Silence can be deafening, especially when you are anxiously waiting to hear from someone: a call, an email, a text – anything to provide a bit of hope or assurance that all is well and all will be well. If you have been on the receiving in of a pathology report you know all too well what it feels like to wait in silence while your misery commandeers your imagination.

 

We have been there with God too: waiting for a word, a nod, or at least a glance to reassure our fears and our anxieties.

 

As a church we have journeyed alongside Israel in the opening pages of Exodus where God has mostly been passive and silent. Meanwhile we read of kingly insecurities that lead to murderous conclusions. A baby of no particular merit is saved because three women step in and this baby grows up and makes some mistakes and flees the scene in exile and fear. Meanwhile God is nowhere to be found.

 

So the people of God cry out. It sounds a lot like Job, another character from our Bible whom is remembered as the embodiment of suffering the indignity of God’s silence and apparent absence.

 

We need to stop right there and linger for a moment or two around the phrase absence of God. It seems disloyal to say it, let alone think it.
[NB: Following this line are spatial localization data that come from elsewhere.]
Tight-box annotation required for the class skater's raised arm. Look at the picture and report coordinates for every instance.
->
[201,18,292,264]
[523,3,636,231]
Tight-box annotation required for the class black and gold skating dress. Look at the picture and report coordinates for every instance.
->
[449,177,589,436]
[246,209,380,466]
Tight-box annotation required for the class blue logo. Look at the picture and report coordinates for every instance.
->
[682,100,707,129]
It has an air of apostasy to it. Yet it is a valid expression in the Hebrew tradition. Listen to this one Psalm to get an idea of a cry of absence:

How long, O LORD? Will you forget me forever?

How long will you hide your face from me?
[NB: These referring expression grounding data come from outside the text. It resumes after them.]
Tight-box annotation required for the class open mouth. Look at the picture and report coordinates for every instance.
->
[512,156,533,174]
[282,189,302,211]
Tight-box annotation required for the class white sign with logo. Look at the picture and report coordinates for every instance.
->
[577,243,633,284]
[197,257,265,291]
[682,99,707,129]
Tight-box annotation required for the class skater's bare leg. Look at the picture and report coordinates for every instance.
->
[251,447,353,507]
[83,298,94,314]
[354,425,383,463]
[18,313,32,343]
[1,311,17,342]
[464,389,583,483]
 2 How long must I bear pain in my soul,

and have sorrow in my heart all day long?

How long shall my enemy be exalted over me?

(Psalm 13:1-2)

 

And this is certainly not an “Old Testament thing.” We remember dark Gethsemane and the anguished prayer of Jesus asking to have the cup removed. There was also his disturbing cry from the cross that exclaimed God’s forsakenness.

 

Have those words every spoken for you? Now I realize that most of us enjoy the peace and prosperity of Western civilization and have a comparatively luxurious lifestyle compared to much of the world. We are not wallowing in the poverty of Haiti or in the tyranny of Burma. No, we may not hear texts like these in the same way as oppressed people. It begs of us to ponder who are the voices of those in the world today who cry out from their suffering, injustice, oppression?They fill our prisons and our food banks. They blanket out video screens with images of sickness, hunger, and war. They are the Christians suffering in Iraq; the Buddhists beaten down in Myanmar; the Jews and the Palestinians dodging mortar fire and suicide bombers. They are the poor in Appalachia and in Harrisburg.

 

Hope is the confession that it doesn’t have to stay that way. Stories like this in the scripture remind us that a theology that is merely passive where one is to politely wait on God and leave it to God is not the only way. Israel cries out and groans and moans…And God hears… “God heard their groaning, and God remembered his covenant with Abraham, Isaac, and Jacob….God looked upon … and God took notice …” (Exodus 2:24-25)

 

These old, old stories are still unfolding today in your life and mine; in the church and beyond. What and who around you needs to be noticed? How will God respond in you, through you, with you and beyond you?

 

That is our mission because it is God’s mission – The Missio Dei.